With landline phones in the home slowly becoming outdated, do children know what to do in an emergency?
With the evolution of smartphones, the Australian Communications and Media Authority reported in 2016 that 5.78 million Australians had a mobile phone, but no fixed-line phone.
When children were once taught to dial triple-zero on the landline, the raft of security and user features on mobiles is adding complexity to teaching kids how to respond in an emergency.
“Once upon a time we used to just have home phone lines, and they’ve all got caller line identification,” NSW Ambulance Inspector Luke Wiseman said.

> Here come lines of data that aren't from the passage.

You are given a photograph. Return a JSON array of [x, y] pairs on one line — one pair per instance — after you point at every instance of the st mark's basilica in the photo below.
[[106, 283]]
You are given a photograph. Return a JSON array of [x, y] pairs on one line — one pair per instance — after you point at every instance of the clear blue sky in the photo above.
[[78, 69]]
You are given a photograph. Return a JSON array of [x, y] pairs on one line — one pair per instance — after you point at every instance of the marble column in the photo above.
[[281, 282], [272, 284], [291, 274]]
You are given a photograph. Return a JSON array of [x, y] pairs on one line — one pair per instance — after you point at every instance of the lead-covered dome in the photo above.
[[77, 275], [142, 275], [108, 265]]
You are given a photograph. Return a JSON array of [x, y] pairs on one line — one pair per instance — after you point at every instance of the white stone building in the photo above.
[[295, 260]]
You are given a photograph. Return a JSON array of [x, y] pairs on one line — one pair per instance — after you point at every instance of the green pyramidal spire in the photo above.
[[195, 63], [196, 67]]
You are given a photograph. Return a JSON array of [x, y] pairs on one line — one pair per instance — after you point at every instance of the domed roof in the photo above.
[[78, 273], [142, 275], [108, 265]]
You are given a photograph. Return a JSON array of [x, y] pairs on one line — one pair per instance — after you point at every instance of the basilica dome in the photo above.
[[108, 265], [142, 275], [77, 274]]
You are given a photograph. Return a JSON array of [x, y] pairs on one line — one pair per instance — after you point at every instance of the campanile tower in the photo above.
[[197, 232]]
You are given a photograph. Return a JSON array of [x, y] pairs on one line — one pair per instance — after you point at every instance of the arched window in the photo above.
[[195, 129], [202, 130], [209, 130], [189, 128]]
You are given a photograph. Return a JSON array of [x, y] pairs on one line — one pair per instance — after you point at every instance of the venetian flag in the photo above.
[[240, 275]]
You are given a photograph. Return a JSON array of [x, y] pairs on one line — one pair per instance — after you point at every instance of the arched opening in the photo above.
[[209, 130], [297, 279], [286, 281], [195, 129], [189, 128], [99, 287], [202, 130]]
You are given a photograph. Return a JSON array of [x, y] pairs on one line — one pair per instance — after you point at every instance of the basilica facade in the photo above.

“Now that we’ve got mobile phones, it is a bit different, a little bit more challenging. They do have a lot of security around mobile devices.”
Apps helping provide digital literacy
Inspector Wiseman said emergency services were cognizant of the issue.
He said an app called Emergency + had been developed to help make it easier for kids when responding to an emergency using a smartphone.
“It actually gives your exact location as an address, it gives you your cross-street, and it also gives you a latitude and longitude, so if you are in rural and remote areas, we can actually get a latitude and longitude and then start planning how we make our way to the patient,” he said.
“With mobile phones, they actually do have a registered address. Normally if we do receive a phone call off a mobile phone, we will attend the address that is registered, but it may not be the actual place of where the emergency is.”
Inspector Wiseman said parents should also consider the language they use when explaining emergency procedures to children.
“Whilst it is a triple-zero call line, and that’s a lot of the way we reference it, particularly for younger children that are comprehending process, it is certainly ‘zero-zero-zero’ [language we should use],” he said.
“[Kids] watch a lot of other programs that are American-based, and they get quite confused regarding what is the appropriate number to call.
“We’ve got to be very articulate in saying it is ‘zero-zero-zero’ to call for help.”